Compartiendo vida, de la mano de La Morada
04.03.2026
©Milena Villalba vía Metalocus
Compartiendo vida, de la mano de La Morada
A menudo la sostenibilidad se reduce a lo ambiental, o si se explica con su completa definición, se acaba por percibir como algo lujoso, inalcanzable, o difícil de conseguir. Rara vez se entiende en su verdadera esencia: la búsqueda del equilibrio entre la satisfacción de las necesidades de hoy en día, y el compromiso con las necesidades futuras. Un ejemplo claro y material para entenderlo es La Morada, la luz al final del túnel para todos aquellos que anhelamos dicho equilibrio.
Se definen como una cooperativa feminista y LGTBIQ+ que busca con su proyecto crear una alternativa en términos de estructura, propiedad, cuidados, solidaridad, y comunidad. Es fruto del deseo de un grupo de amigas de poder compartir vida y envejecer juntas.
El equilibrio comienza por el propio edificio, que desde su color azul vivo quiere transmitir el papel que desea jugar en el barrio; distinguible y diferente. La prioridad principal sobre la que se ha diseñado la vivienda es la de encontrarse, no aislarse. Los balcones no están divididos, las puertas de acceso son de cristal, y el edificio cuenta con diversos espacios comunes como huerto, lavandería, coworking, salones y terrazas comunitarias. La arquitectura se adapta a un presupuesto humilde – dándole protagonismo al hormigón, abrazando la luz natural y el tiempo al aire libre – y a criterios de eficiencia energética, cosechando del sol y la tierra a través de estrategias pasivas, alta eficiencia, y energías renovables, lo que les certifica de clase A con cero emisiones CO2.
Si ya se te hace la boca agua, las ambiciones no se quedan aquí. Con esta apuesta, dan respuesta a otros aspectos: la crisis de la vivienda, el individualismo, la forma de habitar el espacio, y las discriminaciones a las que se enfrenta el colectivo que inicia este proyecto.
La idea de encontrarse en todos lados es crear comunidad, un modelo de convivencia donde prima el acompañamiento y que aboga por priorizar la solidaridad y el apoyo mutuo. Devolver el papel natural a los vecinos. Aunque no solo a tus vecinas de al lado, si no también a los vecinos del barrio. En su planteamiento está muy presente el rol que juegan ellas en el barrio de Roquetes, y prueba de ello es la comunidad energética que han comenzado a impulsar junto a entidades e instituciones locales, como la Associació de Veïnes, el Ateneu de Nou Barris, colegios, y mercados.

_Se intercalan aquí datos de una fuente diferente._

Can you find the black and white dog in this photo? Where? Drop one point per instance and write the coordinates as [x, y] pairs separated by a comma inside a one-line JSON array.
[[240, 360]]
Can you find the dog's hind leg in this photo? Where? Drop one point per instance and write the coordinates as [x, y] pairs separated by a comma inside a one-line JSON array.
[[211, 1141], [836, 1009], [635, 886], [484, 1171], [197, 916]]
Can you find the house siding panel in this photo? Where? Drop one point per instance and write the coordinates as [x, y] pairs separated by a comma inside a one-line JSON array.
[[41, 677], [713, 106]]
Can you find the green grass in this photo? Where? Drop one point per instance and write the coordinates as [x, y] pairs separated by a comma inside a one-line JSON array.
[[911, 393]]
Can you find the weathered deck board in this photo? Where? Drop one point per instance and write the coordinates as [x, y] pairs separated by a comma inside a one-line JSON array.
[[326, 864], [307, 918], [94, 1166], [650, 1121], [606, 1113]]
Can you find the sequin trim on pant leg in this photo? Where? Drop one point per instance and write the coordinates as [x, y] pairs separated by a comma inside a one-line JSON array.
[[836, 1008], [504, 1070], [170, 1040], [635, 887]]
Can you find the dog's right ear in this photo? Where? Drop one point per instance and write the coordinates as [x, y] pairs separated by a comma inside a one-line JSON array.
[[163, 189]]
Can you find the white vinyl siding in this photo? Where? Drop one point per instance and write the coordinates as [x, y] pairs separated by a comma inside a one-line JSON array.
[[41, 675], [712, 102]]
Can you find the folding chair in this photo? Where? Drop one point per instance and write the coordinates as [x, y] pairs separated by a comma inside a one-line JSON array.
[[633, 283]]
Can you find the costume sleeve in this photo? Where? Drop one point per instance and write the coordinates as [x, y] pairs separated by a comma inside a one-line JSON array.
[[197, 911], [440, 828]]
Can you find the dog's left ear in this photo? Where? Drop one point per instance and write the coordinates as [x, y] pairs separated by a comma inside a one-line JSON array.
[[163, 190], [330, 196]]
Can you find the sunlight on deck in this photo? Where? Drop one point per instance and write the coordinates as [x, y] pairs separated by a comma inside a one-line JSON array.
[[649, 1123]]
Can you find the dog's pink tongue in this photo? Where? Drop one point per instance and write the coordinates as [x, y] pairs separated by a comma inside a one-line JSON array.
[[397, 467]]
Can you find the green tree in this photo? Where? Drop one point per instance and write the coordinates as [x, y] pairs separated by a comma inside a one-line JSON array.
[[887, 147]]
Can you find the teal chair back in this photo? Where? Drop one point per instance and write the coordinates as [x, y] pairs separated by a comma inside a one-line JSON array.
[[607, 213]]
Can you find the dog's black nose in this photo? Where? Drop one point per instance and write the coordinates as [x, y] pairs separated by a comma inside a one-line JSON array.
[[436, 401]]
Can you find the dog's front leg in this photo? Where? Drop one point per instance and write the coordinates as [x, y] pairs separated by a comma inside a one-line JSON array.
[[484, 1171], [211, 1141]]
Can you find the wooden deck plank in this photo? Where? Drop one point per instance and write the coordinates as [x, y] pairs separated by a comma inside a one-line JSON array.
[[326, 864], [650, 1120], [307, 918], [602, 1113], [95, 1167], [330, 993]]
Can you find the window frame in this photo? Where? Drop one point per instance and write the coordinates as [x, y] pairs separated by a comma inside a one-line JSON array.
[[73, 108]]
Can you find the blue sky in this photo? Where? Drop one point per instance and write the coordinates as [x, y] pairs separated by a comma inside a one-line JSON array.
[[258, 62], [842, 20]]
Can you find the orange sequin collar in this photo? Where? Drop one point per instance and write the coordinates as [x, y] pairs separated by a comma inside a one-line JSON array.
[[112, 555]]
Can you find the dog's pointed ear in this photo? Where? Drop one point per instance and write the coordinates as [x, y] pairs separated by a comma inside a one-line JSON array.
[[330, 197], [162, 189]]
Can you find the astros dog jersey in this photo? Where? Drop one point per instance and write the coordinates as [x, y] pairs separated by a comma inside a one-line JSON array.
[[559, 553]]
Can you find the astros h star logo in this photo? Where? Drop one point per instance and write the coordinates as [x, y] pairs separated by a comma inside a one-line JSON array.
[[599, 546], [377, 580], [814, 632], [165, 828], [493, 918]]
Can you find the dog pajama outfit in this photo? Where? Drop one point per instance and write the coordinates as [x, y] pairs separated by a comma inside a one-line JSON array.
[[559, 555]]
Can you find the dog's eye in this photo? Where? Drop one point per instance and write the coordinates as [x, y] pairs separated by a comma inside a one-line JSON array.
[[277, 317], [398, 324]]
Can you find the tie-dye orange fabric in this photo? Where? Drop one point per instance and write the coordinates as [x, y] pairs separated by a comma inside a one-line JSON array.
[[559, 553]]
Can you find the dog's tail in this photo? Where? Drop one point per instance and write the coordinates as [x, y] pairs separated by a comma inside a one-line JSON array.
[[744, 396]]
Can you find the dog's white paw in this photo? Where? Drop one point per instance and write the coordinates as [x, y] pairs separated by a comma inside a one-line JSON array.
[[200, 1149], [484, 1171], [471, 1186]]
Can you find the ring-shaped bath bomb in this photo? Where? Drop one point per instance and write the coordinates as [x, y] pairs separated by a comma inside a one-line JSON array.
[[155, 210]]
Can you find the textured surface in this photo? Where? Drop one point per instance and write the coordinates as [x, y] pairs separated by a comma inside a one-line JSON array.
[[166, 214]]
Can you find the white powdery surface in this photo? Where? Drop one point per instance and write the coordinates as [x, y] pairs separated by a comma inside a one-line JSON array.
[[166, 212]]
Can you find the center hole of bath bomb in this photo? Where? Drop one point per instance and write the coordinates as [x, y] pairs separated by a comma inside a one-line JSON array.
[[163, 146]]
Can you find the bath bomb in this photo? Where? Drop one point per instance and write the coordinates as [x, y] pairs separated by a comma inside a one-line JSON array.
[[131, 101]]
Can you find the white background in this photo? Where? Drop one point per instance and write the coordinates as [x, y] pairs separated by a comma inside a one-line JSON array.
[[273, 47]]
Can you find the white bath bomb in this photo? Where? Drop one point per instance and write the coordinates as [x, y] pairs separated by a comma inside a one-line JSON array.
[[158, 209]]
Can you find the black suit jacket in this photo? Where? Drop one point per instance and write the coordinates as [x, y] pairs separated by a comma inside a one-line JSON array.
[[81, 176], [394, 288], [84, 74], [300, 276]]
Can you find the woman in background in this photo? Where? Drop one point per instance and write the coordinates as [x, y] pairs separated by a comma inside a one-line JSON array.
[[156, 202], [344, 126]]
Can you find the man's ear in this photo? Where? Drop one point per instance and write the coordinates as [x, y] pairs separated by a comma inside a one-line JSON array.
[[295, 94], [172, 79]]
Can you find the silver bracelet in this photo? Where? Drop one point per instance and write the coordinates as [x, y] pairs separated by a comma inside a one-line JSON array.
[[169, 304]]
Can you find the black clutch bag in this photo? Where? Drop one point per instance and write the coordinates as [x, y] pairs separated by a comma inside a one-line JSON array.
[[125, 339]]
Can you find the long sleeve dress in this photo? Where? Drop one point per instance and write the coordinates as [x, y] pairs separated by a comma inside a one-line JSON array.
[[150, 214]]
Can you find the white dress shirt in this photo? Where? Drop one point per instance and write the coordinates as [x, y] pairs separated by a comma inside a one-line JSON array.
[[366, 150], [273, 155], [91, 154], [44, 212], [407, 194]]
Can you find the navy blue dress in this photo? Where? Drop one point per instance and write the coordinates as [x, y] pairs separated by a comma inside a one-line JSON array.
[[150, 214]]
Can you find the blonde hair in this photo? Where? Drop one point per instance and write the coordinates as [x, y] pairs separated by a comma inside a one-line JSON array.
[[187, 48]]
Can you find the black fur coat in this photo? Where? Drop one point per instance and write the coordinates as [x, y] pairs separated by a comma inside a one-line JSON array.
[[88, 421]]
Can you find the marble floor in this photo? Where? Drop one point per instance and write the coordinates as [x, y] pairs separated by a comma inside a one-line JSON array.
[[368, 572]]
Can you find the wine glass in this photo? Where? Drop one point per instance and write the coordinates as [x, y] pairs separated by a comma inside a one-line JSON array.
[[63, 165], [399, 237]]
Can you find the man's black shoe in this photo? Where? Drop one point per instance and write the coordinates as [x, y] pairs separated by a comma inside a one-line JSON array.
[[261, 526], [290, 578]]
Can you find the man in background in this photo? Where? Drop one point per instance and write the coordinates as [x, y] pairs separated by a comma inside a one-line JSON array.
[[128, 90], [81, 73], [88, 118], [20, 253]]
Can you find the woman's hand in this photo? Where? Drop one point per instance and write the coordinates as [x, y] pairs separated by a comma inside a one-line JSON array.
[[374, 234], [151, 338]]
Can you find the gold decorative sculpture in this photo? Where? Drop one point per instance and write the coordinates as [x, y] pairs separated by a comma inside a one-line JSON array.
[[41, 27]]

Una alternativa de convivencia que surge de manera coherente y natural con las personas que lo lideran, personas que rompen con las normativas de género, y con ello, el modelo tradicional de familia. Una alternativa que funciona y les permite crear una dinámica propia, al margen de la exclusión sistemática de los modelos tradicionales.
De esta forma, la vivienda deja de ser únicamente refugio para convertirse en estructura social, en una herramienta para reforzar vínculos, y sostener comunidad y vida en el tiempo.
Su funcionamiento no es ni compra ni alquiler, es a través de la cesión de uso, lo que les garantiza una vivienda durante 70 años – pagando una entrada por el piso y un alquiler de 700 euros – enfrentándose así al pésimo panorama habitacional de hoy en día.
Un proyecto diseñado y dirigido por Lacol, también una cooperativa de arquitectura que pone la sostenibilidad de la vida en el centro de sus trabajos. Es una obra de arte sostenible, liderada por personas comprometidas y concienciadas, que luchan por hacer las cosas mejor.